To patients in a small community their doctor was a part of their lives. Now he had to get to know them all over again and hope they were willing to give him a second chance. Then there was the added humiliation of Penelope’s perfidy after she’d flaunted her extravagant lifestyle in their faces years ago. Would they treat him kindly? Or was he always going to be paying for his misspent youth and his crazy marriage?

Car tyres squealed. The sound came from the direction the woman had ridden. More screeches rent the air as other drivers slammed on brakes. A scream chilled Brad’s blood. Had she been hit? Car versus cyclist did not bode well. He’d seen that kind of accident all too often in Adelaide where he’d been living and working for the last three years. The cyclists always came off worst.

He ran.

As he turned the corner he saw a mangled bike lying in the middle of the road. Three people gathered around a body lying twisted in the wreckage. A bright red helmet caught his focus. And the breath he’d been holding eased out over his lips. The woman was kneeling beside a young child, her fingers on his wrist.

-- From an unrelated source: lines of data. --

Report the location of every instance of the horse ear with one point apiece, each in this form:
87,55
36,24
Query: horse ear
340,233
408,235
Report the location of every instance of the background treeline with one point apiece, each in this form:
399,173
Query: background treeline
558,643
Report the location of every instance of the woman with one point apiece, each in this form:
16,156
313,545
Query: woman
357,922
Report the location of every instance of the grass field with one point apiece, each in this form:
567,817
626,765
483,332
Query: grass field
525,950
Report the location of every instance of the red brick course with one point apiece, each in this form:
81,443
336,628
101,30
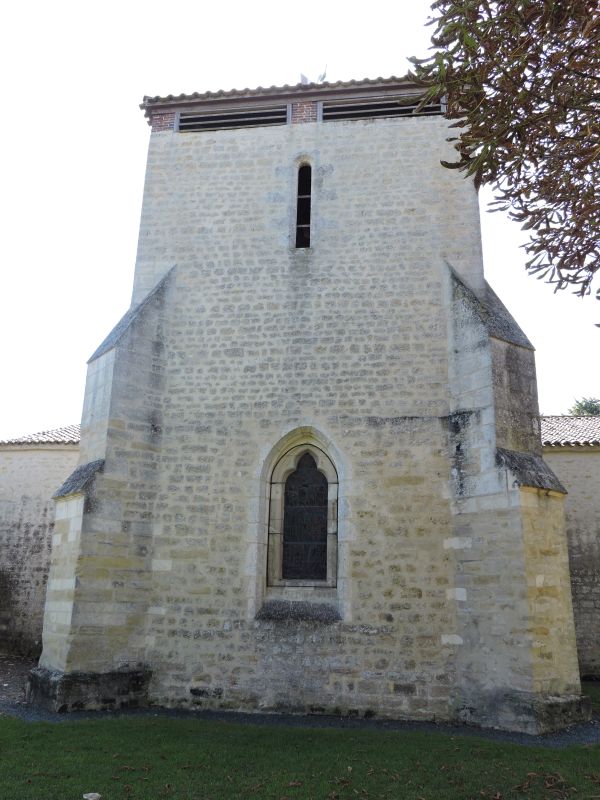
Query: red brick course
304,111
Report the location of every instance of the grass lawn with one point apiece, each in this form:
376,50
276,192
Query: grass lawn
176,758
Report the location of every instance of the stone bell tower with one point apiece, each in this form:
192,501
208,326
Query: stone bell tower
310,474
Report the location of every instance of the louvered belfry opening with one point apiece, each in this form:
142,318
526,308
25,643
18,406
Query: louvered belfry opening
371,109
233,118
305,523
303,208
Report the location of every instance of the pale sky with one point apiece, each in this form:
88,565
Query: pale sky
74,147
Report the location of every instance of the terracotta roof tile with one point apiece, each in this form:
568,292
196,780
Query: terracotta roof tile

She was all right. The relief was immense and surprising. Even as he made his way to her side and knelt down he was questioning why he felt so charged around her.

She looked up, and her eyes widened as they had at the store. ‘I’ve called the ambulance but I don’t suppose by any chance you might be a doctor?’

‘It’s your lucky day. I am.’ He felt good to be able to say that, giving her what she wanted right at this moment.

‘Lucky day for the boy, not me. I didn’t really think I had a chance of my wish being granted.’ She turned to the child and concentrated on finding a pulse.

Oh, well, okay. She was thinking about the patient, which was exactly what he should be doing. Once again she’d distracted him. ‘How’s that pulse?’

‘It’s racing.’ She ran her free hand over the boy’s torso. ‘Hey, little man, can you hear me? I’m a nurse and I’m checking you over, okay?’ She got no answer.

A racing pulse indicated shock. Not surprising considering that the boy seemed to have been knocked off his bike by a small van. Brad studied the scene, noting the bike’s back wheel wrapped around the child’s leg, an arm lying at an odd angle indicating a fracture, and blood streaming from his forehead. He appeared unconscious. Brad delicately felt the young boy’s head for trauma injuries.